Hab eben auf meiner B-net Seite rumgeguckt und bin auf das hier gestoßen. (Screen im Anhang)

Sieht so aus als ob der Releasetermin feststeht.   




EDIT: Hier Link zum Bluepost: http://www.buffed.de/Diablo-3-PC-27763/News/Diablo-3-Release-Termin-offiziell-Veroeffentlichung-von-Diablo-3-im-Mai-2012-871073/


----------



## kaepteniglo (15. März 2012)

Hehe, buffed war ein wenig schneller: http://www.buffed.de/Diablo-3-PC-27763/News/Diablo-3-Release-Termin-offiziell-Veroeffentlichung-von-Diablo-3-im-Mai-2012-871073/


----------



## The Real Diablo (15. März 2012)

Habe ich danach auch gemerkt    

Somit könnte der Thread auch geschlossen werden.


----------



## Hosaka (15. März 2012)

Nun ist Erscheinungsdatum 15.05.2012 lauft Blizz.

Kuckst Du hier:

http://eu.battle.net/de/int?r=d3


----------



## SirLoveJoy (16. März 2012)

Hallo zusammen,
sagt mal,dass Releasedatum wurde ja nun mit dem 15.08.2012 veröffentlicht!
Weiß jemand ob sie damit die Einladungen für die Beta stoppen,oder ob man evtl. doch noch damit rechnen kann evtl.von Blizzard freigeschaltet zu werden?
Ich habe wirklich viel probiert an einen Key zu kommen(Gewinnspiele ohne ende)aber wie immer im leben habe ich natürlich kein Glück gehabt.
Das Spiel würde ich vor Release schon verdammt gerne mal antesten dürfen.
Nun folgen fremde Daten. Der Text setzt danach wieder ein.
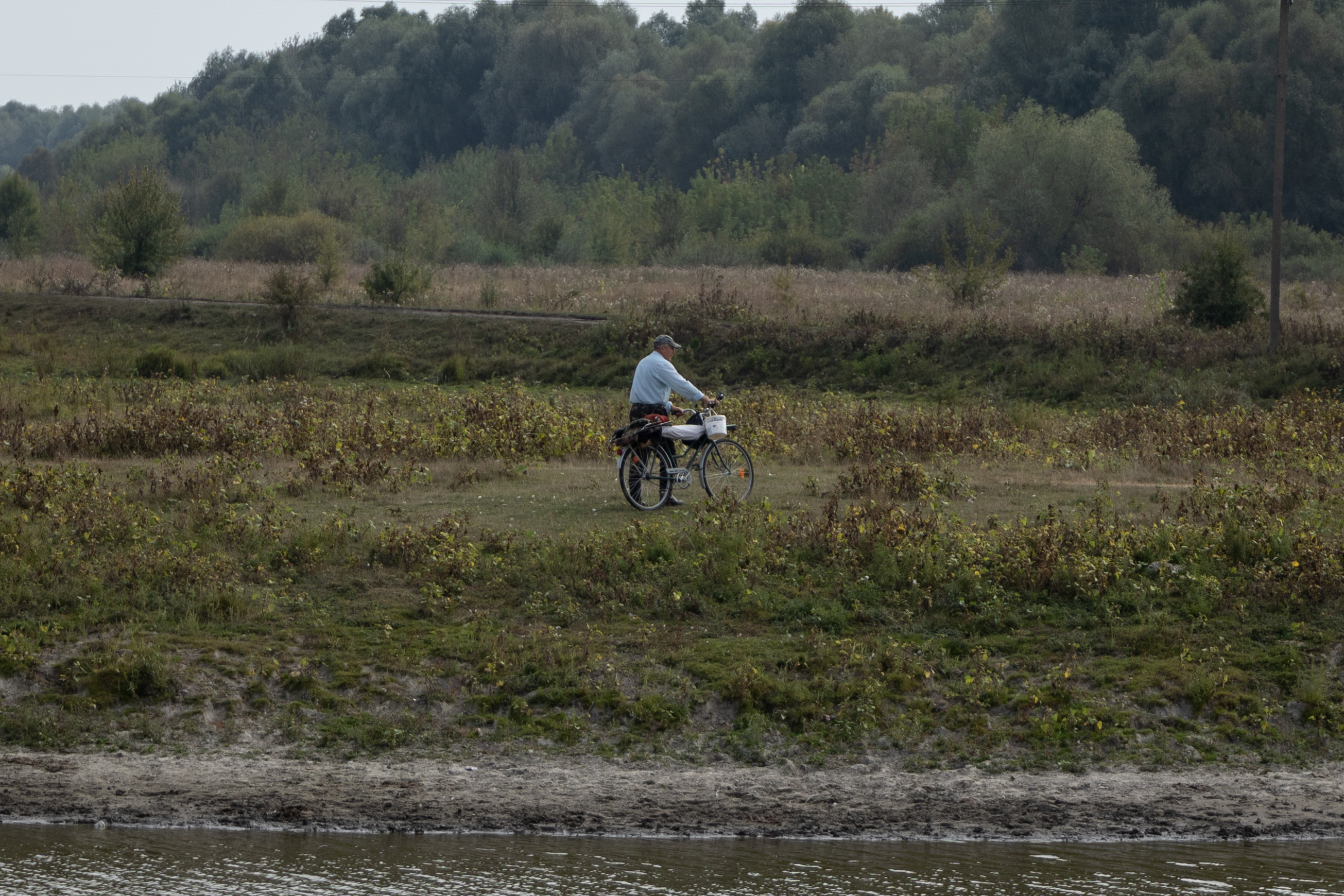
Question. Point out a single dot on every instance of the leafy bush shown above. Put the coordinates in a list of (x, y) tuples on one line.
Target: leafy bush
[(329, 263), (21, 223), (139, 228), (291, 294), (283, 238), (394, 281), (980, 270), (804, 249), (1218, 289)]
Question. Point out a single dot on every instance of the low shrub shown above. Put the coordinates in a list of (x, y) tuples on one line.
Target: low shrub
[(1218, 289), (137, 226), (979, 270), (291, 294), (394, 281)]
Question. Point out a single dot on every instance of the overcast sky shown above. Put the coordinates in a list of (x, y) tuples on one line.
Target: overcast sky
[(76, 51)]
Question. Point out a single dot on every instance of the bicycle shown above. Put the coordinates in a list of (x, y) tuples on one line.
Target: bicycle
[(648, 473)]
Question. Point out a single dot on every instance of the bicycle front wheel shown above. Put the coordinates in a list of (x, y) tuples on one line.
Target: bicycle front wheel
[(726, 471), (644, 477)]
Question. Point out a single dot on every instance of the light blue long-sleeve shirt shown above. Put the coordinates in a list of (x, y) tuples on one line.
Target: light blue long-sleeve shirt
[(656, 379)]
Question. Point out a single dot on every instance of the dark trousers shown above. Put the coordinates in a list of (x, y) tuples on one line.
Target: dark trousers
[(644, 410)]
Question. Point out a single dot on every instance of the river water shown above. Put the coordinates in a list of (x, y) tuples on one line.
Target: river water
[(76, 860)]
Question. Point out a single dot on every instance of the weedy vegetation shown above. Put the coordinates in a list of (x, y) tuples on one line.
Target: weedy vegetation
[(202, 551)]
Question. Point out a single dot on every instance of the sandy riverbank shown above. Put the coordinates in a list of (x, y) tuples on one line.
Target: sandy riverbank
[(600, 797)]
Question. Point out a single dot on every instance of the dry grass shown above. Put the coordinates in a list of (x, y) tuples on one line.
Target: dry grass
[(798, 295)]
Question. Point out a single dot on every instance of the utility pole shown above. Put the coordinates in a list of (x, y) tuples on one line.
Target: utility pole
[(1277, 233)]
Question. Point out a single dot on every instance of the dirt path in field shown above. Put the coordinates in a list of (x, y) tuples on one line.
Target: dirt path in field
[(549, 317), (600, 797)]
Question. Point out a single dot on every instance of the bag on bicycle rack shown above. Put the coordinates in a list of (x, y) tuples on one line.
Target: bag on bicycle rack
[(637, 433)]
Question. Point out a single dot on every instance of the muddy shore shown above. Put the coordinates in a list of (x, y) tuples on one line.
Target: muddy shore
[(601, 797)]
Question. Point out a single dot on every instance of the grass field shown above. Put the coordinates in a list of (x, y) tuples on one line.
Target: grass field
[(217, 537)]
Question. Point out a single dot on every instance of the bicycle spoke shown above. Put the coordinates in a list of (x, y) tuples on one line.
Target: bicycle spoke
[(726, 471)]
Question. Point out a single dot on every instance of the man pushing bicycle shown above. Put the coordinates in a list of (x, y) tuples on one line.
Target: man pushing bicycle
[(656, 379)]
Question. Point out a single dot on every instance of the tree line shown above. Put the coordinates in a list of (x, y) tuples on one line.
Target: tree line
[(1096, 136)]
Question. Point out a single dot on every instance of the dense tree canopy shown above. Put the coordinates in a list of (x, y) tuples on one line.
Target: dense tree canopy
[(1074, 124)]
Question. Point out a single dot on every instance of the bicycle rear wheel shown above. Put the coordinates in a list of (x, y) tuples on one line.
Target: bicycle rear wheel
[(644, 477), (726, 471)]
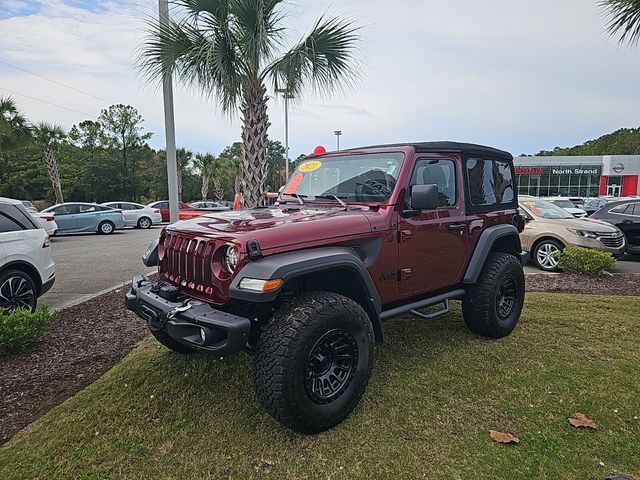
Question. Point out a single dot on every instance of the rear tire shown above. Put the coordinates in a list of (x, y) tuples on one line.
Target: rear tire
[(172, 344), (144, 223), (313, 361), (492, 306), (17, 290), (106, 228)]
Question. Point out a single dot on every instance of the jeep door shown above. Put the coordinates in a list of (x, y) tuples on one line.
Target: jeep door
[(432, 245)]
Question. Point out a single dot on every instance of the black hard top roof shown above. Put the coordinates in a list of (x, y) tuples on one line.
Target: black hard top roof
[(447, 147)]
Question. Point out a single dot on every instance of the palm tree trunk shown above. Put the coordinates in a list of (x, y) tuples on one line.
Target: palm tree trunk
[(204, 191), (54, 175), (255, 123)]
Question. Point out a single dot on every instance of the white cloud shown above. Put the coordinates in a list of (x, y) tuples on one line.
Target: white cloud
[(517, 75)]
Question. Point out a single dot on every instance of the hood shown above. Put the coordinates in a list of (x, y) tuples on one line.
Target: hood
[(279, 226), (587, 224)]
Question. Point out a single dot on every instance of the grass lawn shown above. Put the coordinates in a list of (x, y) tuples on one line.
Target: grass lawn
[(435, 392)]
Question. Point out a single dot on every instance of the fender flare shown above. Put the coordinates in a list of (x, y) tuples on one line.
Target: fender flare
[(484, 246), (291, 265)]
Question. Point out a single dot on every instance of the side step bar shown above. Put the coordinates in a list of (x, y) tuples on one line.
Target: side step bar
[(427, 302)]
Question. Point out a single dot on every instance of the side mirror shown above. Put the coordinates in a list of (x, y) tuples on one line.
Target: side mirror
[(424, 197)]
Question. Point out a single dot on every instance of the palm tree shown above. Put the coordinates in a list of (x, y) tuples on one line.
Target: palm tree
[(231, 49), (48, 135), (183, 159), (623, 19), (205, 163), (14, 127)]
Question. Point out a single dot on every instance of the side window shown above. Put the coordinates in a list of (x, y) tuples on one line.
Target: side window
[(87, 208), (490, 182), (440, 172)]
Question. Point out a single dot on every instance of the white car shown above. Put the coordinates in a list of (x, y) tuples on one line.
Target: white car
[(137, 215), (46, 221), (566, 204), (27, 270)]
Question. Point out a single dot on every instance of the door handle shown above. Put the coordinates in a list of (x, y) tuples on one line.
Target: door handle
[(457, 227)]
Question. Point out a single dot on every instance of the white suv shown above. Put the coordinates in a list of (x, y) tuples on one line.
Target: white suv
[(27, 270)]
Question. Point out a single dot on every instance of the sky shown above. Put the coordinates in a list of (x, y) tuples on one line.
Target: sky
[(514, 74)]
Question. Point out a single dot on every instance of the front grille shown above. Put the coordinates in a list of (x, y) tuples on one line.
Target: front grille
[(611, 240), (187, 262)]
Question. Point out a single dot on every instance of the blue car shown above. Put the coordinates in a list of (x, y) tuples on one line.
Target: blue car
[(86, 217)]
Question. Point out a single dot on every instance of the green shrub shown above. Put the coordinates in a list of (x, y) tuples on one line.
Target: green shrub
[(21, 328), (585, 261)]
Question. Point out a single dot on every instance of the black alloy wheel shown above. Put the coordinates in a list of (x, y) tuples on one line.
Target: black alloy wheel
[(506, 297), (330, 366), (17, 291)]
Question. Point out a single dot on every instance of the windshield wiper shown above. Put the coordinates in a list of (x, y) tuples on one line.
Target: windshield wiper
[(335, 197), (297, 196)]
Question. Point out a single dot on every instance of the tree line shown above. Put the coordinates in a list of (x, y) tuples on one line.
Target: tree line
[(109, 158)]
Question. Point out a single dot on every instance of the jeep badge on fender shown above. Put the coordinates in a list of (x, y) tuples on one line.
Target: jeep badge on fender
[(356, 237)]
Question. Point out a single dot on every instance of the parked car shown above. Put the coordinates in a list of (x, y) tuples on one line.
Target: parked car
[(27, 270), (46, 221), (163, 206), (592, 205), (29, 206), (136, 215), (75, 217), (549, 228), (210, 206), (568, 205), (624, 214), (358, 237)]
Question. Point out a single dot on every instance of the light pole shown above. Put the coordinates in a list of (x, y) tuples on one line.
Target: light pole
[(338, 133), (169, 128), (285, 93)]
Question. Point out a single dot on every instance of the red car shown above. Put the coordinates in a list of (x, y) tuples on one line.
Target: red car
[(163, 206)]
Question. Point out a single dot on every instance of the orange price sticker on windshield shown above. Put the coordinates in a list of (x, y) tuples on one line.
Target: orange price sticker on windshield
[(294, 183)]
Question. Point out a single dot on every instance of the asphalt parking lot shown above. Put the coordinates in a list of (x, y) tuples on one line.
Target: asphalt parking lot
[(89, 264)]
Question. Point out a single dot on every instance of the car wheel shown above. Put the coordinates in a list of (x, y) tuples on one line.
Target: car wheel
[(544, 255), (144, 222), (172, 344), (313, 361), (17, 290), (106, 228), (492, 306)]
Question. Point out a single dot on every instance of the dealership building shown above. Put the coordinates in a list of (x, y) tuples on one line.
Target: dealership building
[(579, 176)]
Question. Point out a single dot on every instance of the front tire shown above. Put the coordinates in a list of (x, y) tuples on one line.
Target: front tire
[(106, 228), (313, 361), (144, 223), (544, 255), (492, 306), (17, 290)]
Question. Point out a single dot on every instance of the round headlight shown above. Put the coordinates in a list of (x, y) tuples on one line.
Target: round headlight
[(231, 258)]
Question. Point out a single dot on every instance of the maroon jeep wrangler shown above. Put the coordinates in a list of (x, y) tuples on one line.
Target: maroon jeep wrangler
[(356, 237)]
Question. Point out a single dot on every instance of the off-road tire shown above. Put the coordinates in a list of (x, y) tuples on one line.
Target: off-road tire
[(283, 353), (546, 243), (481, 305), (144, 223), (106, 231), (172, 344)]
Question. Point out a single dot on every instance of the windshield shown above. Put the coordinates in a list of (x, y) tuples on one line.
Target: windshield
[(563, 203), (544, 209), (358, 178)]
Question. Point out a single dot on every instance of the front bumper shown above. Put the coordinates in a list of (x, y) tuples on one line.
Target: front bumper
[(184, 321)]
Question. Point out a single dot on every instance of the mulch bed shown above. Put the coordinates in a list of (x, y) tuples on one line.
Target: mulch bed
[(91, 337), (618, 284), (87, 340)]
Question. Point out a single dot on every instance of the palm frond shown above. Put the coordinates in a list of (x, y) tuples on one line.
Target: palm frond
[(326, 59), (623, 19)]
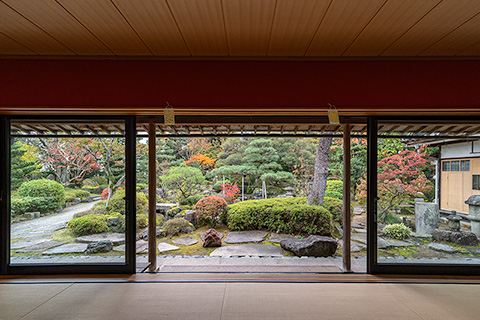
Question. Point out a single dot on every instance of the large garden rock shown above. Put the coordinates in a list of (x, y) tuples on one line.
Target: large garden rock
[(314, 246), (191, 216), (212, 239), (100, 246), (464, 238)]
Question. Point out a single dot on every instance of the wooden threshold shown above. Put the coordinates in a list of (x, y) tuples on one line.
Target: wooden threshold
[(239, 277)]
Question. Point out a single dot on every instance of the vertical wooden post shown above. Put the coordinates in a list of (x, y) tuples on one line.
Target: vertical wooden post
[(347, 262), (152, 198), (243, 189)]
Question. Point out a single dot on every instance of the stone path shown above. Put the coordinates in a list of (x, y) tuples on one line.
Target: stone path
[(185, 241), (245, 237), (277, 237), (248, 250), (44, 227), (116, 238)]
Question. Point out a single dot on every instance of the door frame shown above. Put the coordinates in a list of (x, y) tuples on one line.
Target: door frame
[(373, 267), (128, 267)]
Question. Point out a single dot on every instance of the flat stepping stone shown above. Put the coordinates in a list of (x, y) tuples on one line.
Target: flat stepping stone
[(202, 235), (277, 237), (116, 238), (359, 237), (245, 237), (164, 247), (185, 241), (381, 243), (67, 248), (141, 247), (442, 247), (248, 250), (24, 244), (354, 246), (40, 247), (475, 251)]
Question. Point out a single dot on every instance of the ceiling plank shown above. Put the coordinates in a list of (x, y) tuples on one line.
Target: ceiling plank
[(389, 24), (456, 42), (10, 46), (13, 25), (248, 24), (344, 20), (156, 26), (58, 23), (104, 20), (472, 51), (438, 23), (202, 26), (294, 26)]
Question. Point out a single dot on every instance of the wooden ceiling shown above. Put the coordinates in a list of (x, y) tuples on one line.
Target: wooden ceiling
[(245, 126), (240, 28)]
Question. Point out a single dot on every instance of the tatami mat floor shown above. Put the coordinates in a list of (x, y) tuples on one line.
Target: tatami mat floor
[(141, 297)]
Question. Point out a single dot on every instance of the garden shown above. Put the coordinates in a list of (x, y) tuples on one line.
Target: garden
[(285, 189)]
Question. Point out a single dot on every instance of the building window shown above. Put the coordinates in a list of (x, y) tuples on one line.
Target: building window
[(455, 166), (465, 165), (446, 166), (476, 182)]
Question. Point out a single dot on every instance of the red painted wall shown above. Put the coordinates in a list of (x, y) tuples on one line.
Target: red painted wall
[(362, 85)]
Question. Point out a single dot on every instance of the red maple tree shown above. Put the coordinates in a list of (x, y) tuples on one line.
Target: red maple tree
[(399, 180)]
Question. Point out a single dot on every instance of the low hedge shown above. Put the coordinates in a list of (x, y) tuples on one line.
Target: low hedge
[(284, 215), (89, 224), (33, 204), (44, 190)]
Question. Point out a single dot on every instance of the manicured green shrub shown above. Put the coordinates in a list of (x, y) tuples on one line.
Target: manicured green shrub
[(141, 186), (173, 211), (390, 218), (81, 193), (284, 215), (192, 200), (142, 221), (117, 203), (32, 204), (176, 226), (89, 224), (335, 207), (397, 231), (116, 222), (209, 210), (72, 194), (69, 195), (44, 188)]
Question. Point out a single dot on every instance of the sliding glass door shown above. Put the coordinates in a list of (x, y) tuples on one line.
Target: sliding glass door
[(68, 196), (424, 196)]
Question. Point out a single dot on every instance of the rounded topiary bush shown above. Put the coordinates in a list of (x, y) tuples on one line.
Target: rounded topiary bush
[(51, 194), (117, 203), (209, 210), (283, 215), (192, 200), (397, 231), (176, 226), (89, 224), (335, 206)]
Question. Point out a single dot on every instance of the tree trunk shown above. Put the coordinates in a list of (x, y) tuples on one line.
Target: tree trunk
[(321, 172)]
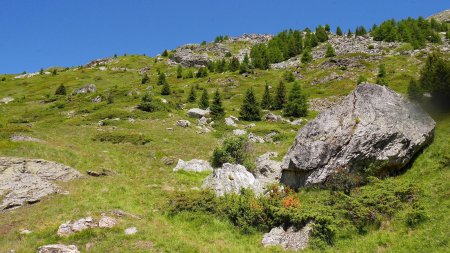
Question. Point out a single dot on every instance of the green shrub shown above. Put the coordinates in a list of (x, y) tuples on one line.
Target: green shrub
[(117, 138), (236, 150)]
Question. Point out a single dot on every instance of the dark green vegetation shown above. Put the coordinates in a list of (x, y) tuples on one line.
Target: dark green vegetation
[(408, 212)]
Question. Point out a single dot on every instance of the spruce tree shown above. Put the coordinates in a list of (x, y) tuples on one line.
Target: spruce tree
[(145, 79), (61, 90), (307, 56), (162, 79), (330, 51), (216, 109), (266, 101), (381, 77), (250, 110), (179, 72), (339, 31), (280, 97), (192, 95), (165, 90), (204, 100), (297, 105)]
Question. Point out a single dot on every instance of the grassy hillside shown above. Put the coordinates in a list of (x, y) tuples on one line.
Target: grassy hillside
[(69, 127)]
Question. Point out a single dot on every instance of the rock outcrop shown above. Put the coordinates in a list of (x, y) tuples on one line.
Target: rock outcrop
[(231, 178), (58, 248), (289, 239), (194, 165), (372, 127), (25, 181)]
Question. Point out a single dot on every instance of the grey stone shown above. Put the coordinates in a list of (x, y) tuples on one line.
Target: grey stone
[(289, 239), (25, 181), (194, 165), (58, 248), (371, 127), (230, 178), (183, 123)]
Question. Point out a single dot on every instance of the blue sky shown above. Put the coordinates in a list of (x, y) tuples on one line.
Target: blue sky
[(40, 34)]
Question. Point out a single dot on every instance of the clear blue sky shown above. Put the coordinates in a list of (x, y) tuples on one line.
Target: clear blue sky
[(39, 34)]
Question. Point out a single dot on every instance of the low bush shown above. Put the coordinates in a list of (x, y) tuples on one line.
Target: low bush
[(117, 138)]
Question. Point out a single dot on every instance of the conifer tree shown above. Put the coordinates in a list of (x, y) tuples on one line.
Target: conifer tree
[(61, 90), (204, 100), (307, 56), (179, 71), (330, 51), (297, 105), (162, 79), (234, 64), (280, 97), (266, 101), (250, 110), (216, 109), (165, 89), (145, 79), (381, 77), (192, 95)]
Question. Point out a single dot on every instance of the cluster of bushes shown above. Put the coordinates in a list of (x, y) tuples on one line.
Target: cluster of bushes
[(417, 32), (117, 138), (434, 79), (361, 211), (294, 105)]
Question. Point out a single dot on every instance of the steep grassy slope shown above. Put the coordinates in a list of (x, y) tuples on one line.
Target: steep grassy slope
[(144, 183)]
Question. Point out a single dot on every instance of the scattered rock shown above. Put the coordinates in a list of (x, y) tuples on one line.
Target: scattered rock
[(58, 248), (239, 132), (6, 100), (168, 160), (183, 123), (89, 88), (230, 178), (372, 127), (97, 99), (289, 239), (106, 222), (19, 138), (69, 228), (25, 181), (197, 113), (194, 165), (231, 121), (25, 232), (255, 138), (131, 231)]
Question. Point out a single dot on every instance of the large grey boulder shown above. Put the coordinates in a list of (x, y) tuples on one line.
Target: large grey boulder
[(231, 178), (194, 165), (58, 248), (289, 239), (25, 181), (373, 126)]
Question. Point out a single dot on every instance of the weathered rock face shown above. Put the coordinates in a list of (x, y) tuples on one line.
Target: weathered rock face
[(291, 238), (231, 178), (58, 248), (188, 58), (85, 89), (25, 181), (194, 165), (372, 127)]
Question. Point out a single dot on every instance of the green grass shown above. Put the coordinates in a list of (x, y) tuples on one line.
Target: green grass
[(143, 183)]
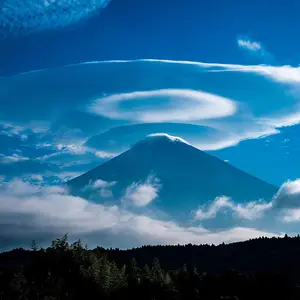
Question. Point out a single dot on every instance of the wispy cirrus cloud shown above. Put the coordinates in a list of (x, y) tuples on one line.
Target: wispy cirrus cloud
[(24, 17), (10, 159), (253, 47), (249, 44)]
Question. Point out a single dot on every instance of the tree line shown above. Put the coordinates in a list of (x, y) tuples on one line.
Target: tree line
[(72, 271)]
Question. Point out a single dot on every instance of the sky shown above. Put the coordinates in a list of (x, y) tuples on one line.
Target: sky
[(82, 81)]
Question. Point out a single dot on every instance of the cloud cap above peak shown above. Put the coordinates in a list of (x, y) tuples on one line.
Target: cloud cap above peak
[(174, 105)]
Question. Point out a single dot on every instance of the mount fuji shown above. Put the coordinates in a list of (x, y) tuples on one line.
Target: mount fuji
[(167, 175)]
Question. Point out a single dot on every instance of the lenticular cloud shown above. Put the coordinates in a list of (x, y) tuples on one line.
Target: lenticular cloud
[(19, 17)]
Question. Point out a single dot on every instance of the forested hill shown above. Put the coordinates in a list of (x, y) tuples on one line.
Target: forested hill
[(257, 269)]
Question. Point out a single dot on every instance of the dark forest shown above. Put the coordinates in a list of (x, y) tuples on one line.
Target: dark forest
[(264, 268)]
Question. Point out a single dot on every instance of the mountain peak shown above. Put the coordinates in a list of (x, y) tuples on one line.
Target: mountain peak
[(161, 138)]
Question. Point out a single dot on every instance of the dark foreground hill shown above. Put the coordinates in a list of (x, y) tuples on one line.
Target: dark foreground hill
[(257, 269)]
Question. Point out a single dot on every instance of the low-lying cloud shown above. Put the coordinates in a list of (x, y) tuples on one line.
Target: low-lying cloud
[(52, 212), (285, 206), (142, 194)]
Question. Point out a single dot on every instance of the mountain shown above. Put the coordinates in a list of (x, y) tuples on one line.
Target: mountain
[(120, 138), (183, 176)]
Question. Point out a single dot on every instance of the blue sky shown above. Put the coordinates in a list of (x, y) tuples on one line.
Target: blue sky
[(82, 81)]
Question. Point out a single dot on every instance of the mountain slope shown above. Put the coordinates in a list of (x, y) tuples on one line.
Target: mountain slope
[(187, 176)]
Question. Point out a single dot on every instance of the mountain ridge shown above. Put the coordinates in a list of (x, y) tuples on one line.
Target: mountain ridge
[(188, 177)]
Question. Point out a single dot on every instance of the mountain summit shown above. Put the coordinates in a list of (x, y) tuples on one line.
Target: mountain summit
[(174, 175)]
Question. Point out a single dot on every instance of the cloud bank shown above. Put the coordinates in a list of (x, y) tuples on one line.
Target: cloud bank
[(26, 214), (285, 206)]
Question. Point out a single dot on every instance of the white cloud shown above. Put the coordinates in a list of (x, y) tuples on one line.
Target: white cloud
[(101, 186), (185, 105), (11, 159), (288, 195), (170, 137), (248, 211), (53, 212), (142, 194), (249, 45), (284, 74), (285, 206), (105, 154), (35, 15)]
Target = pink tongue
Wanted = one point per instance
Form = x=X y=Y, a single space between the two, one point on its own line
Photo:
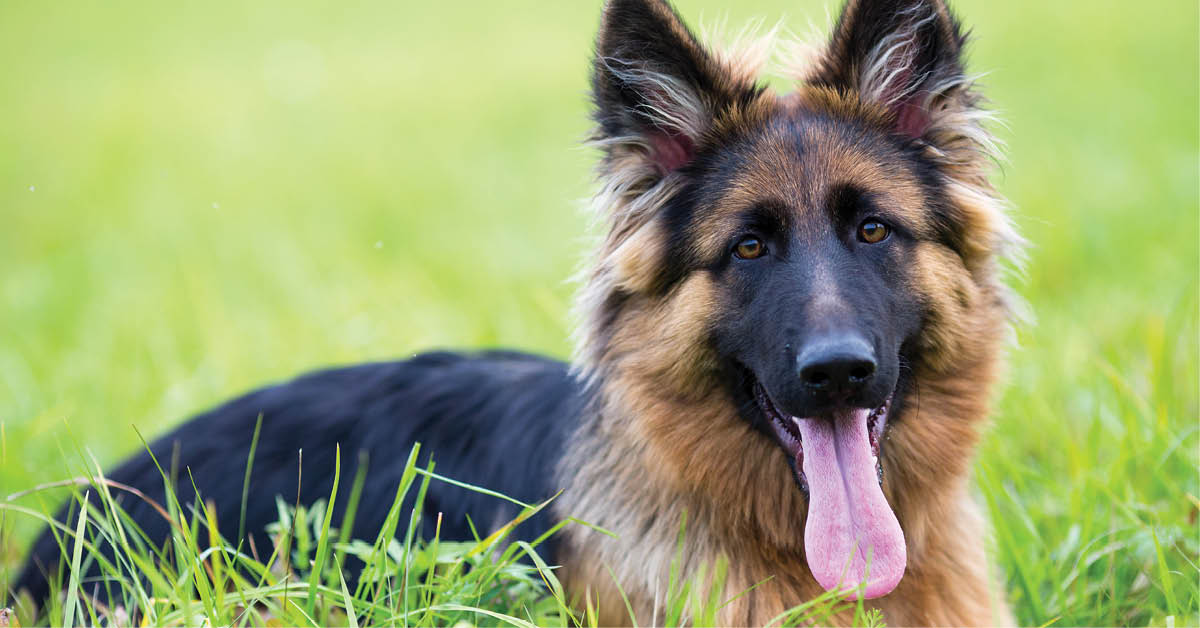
x=851 y=534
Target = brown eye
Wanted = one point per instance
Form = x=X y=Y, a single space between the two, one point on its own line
x=873 y=231
x=750 y=247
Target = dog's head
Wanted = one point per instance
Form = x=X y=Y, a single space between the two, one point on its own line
x=811 y=263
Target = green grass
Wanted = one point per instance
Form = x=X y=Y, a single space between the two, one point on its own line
x=197 y=199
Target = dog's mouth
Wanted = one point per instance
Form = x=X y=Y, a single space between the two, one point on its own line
x=852 y=539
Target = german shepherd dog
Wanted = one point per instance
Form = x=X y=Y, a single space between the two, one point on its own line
x=789 y=333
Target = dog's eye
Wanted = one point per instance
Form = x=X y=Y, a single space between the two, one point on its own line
x=749 y=247
x=871 y=231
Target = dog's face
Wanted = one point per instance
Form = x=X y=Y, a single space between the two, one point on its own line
x=811 y=256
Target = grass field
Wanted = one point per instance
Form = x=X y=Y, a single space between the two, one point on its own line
x=199 y=198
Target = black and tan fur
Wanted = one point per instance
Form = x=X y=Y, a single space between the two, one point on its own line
x=654 y=420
Also kann mir jemand sagen ob es auch weiterhin noch Betakeys von blizz geben wird,und wenn ja,wie lange es sie geben wird?
Es macht ja keinen sinn noch Leute einzuladen wenn das Spiel,sagen wir mal,in einer woche erscheint! 

Euch allen ein sonniges und erholsames Wochenende!
Grüsse


----------



## Delröy1 (16. März 2012)

solche fragen muss man blizz stellen und nicht hier ... also ich hab 2 beta accs  und ich muss sagen es hat genau 1 woche angehalten bis es mir zum halte raus hing hihi


----------



## paslay (17. März 2012)

Delröy schrieb:


> solche fragen muss man blizz stellen und nicht hier ... also ich hab 2 beta accs  und ich muss sagen es hat genau 1 woche angehalten bis es mir zum halte raus hing hihi



dann kannst du ja guten gewissens einen davon hergeben bitte pm an mich! danke


----------